Robert De Niro is Wayne (also known as Mad Dog), the crime scene photographer who works the dreaded graveyard shift. He hasn't fired his pistol in years and is reluctant to when he confronts a crackhead killer at a grocery store. Wayne hilariously allows the killer to take candy and cash from the register in exchange for a man's life who is caught up in this robbery (Bill Murray). It turns out the man Wayne saved is no ordinary Chicagoan - he's a mobster named Frank Milo who is "the expediter of your dreams." And get this: Frank is a comedian at the Comic-Cazie comedy club, a club he owns of course. What comedy club would ever have a mobster do stand-up? More importantly, why would he do it?
In some extended and frank discussions on marriage, loyalty, stand-up jokes, Frank and Wayne seem to hit it off despite being quite drunk. Frank issues a stern warning to Wayne: Treat him with respect or Frank's life becomes a raging sea. Ouch! It isn't often that we see a comedy about a mobster and a cop having an unlikely relationship.
Then there's the matter of the klutzy bartender at the Comic Cazie, Glory (Uma Thurman), who owes a debt to Frank concerning her brother. Glory is positioned to live with Wayne for a week - a girl to keep Wayne "happy." What a trouper this Frank is. Still, things go awry when the crackhead killer who threatened Frank and Wayne shows up dead in a drum covered with a net! To make matters complicated, Wayne falls in love with Glory and won't let her go back to Frank. This eventually leads to a street bare knuckle fight that is impossible to believe. Wayne yells and points a gun at Frank, "Fight me for her!" Frank responds, "That's schoolyard, Wayne." The fight ensues where there is no clear victor and both of them are surrounded by cops and mobsters cheering on whoever lands a direct punch. "Raging Bull****" was one headline for a review I remember reading back in 1993. It seems this scene could have been dramatized with more conviction and dialogue than simply slamming fists.

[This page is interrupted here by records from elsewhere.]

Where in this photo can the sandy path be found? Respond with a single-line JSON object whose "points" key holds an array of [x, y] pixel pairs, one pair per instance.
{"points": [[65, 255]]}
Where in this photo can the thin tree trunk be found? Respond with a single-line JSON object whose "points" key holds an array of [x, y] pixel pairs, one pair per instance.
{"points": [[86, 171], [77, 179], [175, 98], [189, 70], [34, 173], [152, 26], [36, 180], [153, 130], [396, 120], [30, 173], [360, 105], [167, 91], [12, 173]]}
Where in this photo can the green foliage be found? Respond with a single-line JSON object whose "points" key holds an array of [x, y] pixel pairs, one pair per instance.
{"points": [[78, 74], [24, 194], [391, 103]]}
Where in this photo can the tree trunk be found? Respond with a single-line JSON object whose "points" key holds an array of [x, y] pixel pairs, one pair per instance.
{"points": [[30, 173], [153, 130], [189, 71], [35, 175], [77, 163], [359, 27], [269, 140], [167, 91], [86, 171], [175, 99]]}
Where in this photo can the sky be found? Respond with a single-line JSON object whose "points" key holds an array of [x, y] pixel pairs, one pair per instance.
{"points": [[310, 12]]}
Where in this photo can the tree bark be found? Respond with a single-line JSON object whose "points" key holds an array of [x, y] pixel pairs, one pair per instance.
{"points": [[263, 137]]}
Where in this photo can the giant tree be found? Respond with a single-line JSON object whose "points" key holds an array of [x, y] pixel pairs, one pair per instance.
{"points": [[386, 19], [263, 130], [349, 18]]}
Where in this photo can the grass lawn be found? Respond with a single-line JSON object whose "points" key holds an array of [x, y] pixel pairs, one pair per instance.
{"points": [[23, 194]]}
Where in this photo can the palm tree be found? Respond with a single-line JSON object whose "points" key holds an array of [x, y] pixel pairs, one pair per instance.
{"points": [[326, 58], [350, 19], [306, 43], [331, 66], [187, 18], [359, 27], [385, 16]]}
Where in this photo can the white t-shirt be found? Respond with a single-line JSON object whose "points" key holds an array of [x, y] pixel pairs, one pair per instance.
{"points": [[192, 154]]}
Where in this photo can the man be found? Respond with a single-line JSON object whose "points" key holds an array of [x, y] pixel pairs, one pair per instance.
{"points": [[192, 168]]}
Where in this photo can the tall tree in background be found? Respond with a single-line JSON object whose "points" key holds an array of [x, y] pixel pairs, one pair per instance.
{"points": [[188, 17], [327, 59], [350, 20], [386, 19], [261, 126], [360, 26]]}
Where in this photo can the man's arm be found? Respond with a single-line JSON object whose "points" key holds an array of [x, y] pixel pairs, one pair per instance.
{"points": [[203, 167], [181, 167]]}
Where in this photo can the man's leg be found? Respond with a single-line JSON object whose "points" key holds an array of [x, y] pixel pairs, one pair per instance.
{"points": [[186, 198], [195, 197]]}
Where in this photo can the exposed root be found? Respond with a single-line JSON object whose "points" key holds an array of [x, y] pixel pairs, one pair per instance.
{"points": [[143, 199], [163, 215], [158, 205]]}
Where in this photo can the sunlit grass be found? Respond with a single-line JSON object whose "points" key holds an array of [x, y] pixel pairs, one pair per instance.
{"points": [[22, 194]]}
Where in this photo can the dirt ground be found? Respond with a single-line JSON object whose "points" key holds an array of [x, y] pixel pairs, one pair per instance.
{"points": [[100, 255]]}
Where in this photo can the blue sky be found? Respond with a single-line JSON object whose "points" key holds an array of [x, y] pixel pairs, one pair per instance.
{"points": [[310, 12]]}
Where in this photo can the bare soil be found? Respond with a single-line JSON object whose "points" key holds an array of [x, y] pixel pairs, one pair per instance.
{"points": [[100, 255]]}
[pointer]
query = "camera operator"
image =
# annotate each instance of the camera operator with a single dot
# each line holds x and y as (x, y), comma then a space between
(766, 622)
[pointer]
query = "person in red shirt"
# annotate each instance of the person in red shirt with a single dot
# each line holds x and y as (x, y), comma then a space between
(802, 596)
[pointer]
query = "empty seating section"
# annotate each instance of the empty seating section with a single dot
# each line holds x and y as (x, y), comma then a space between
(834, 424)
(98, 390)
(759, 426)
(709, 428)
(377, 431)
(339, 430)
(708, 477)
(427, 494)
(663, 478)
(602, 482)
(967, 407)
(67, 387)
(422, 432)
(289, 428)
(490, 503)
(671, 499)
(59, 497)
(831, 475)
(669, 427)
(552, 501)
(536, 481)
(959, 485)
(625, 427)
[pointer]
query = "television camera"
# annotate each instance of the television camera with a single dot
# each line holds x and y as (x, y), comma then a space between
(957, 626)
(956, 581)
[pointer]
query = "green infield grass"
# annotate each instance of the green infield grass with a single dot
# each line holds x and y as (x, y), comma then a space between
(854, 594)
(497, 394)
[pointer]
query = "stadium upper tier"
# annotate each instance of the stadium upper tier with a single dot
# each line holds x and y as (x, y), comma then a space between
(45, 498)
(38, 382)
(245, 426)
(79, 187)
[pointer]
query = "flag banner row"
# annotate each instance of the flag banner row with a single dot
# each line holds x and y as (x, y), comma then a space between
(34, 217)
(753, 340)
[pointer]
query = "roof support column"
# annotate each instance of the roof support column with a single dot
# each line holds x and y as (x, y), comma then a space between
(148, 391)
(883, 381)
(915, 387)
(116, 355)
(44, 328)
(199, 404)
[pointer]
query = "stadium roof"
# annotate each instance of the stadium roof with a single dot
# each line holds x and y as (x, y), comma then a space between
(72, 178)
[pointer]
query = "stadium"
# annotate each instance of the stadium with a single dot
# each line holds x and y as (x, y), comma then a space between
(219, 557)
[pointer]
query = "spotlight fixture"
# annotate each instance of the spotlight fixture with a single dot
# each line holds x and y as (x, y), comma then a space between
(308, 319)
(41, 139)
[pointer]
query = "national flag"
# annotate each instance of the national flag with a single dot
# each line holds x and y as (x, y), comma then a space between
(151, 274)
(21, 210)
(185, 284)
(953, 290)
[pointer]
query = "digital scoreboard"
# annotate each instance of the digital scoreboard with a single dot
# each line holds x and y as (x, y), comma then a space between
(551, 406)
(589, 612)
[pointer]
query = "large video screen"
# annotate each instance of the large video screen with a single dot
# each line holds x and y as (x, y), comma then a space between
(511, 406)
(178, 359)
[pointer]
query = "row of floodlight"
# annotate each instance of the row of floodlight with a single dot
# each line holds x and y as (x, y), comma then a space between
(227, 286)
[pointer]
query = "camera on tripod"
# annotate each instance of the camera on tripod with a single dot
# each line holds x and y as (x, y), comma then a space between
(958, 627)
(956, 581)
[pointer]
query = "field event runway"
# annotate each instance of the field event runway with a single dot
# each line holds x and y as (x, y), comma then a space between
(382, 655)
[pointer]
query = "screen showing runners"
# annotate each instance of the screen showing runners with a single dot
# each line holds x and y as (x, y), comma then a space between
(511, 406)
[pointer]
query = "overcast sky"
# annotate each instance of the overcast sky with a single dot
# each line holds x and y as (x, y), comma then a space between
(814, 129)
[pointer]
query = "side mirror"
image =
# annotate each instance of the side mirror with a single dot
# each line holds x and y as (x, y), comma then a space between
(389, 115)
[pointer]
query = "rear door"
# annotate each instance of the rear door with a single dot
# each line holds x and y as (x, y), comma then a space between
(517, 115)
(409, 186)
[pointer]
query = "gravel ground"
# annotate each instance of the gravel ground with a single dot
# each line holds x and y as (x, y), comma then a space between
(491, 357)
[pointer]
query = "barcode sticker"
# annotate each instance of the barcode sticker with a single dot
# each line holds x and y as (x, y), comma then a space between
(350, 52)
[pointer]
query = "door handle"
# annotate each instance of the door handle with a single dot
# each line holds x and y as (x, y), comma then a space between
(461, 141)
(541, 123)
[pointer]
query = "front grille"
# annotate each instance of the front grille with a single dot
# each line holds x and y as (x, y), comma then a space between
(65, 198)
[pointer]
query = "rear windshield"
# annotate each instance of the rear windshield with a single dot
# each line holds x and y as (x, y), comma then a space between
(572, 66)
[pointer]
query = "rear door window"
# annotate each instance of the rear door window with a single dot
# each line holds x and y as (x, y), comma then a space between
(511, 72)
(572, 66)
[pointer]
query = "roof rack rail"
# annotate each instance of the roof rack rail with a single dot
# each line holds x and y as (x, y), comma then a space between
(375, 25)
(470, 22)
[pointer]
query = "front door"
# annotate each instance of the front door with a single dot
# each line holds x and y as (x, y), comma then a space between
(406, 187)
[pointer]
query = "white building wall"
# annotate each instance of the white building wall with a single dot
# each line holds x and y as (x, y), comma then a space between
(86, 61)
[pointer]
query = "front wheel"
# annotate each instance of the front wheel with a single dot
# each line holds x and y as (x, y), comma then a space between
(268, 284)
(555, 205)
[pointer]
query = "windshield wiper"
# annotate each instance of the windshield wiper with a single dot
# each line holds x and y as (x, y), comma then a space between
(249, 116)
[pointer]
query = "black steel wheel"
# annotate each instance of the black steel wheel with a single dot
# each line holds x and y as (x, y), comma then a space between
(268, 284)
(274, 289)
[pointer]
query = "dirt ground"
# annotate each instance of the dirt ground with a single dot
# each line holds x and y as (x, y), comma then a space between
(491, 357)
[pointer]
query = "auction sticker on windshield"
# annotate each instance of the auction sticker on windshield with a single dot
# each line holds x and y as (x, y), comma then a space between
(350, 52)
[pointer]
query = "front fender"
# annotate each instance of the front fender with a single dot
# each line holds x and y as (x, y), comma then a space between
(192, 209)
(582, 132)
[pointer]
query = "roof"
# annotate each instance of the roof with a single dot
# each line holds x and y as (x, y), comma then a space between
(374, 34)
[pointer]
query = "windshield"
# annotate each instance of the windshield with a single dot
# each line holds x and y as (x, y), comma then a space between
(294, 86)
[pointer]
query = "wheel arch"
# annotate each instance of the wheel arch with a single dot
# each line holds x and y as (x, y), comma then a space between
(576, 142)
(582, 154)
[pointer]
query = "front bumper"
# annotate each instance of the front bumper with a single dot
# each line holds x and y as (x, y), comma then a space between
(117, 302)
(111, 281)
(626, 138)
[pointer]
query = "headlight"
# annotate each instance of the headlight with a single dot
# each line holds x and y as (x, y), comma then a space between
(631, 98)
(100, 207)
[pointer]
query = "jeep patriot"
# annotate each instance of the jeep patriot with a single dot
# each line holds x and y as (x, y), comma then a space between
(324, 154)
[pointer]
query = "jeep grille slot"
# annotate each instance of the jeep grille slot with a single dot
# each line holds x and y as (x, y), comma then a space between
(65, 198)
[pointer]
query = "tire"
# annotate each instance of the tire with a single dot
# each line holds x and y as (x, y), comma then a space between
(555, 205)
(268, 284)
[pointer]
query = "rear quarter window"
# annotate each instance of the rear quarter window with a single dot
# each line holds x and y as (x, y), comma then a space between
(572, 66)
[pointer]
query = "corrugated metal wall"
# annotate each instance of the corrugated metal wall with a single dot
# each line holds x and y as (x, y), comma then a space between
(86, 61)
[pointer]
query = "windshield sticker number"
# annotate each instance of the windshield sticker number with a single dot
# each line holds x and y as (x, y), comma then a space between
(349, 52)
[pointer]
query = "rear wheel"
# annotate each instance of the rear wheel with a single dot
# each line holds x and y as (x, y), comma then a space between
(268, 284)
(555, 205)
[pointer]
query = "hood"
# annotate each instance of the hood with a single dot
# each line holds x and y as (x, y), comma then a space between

"Mad Dog and Glory" is a comedic character study rather than a strict comedy (directed by John McNaughton in an unhurried fashion and written with street flavor by Richard Price). Everything is about as unobtrusive as you can imagine. No single actor is looking to make more of an impression than anybody else. De Niro in particular is at his most subdued playing a cop, and continued to downplay and minimize facial expressions in later roles. Equally unflashy is David Caruso playing a tough cop and Wayne's partner who sizes up to anyone he feels needs sizing up. Bill Murray oozes and relishes villainy without trying and does it with a refreshing laid-back style (I should try a pineapple cake slice and sour cream, only because Frank finds it so appetizing). And there's Uma Thurman, the object of affection for Wayne and just merely an object for Frank. She is able to show Glory as a young woman who wants and needs love yet she will not be bought and doesn't have a docile bone in her body. The last scene shows how much she loves Wayne that she will go back to Frank to resolve the friction between the two men - she can stand up to these men who may have guts but no glory. An unusual, quirky, underappreciated film that is not defined by genre - it plays by its own rules. If only more Hollywood films were like this.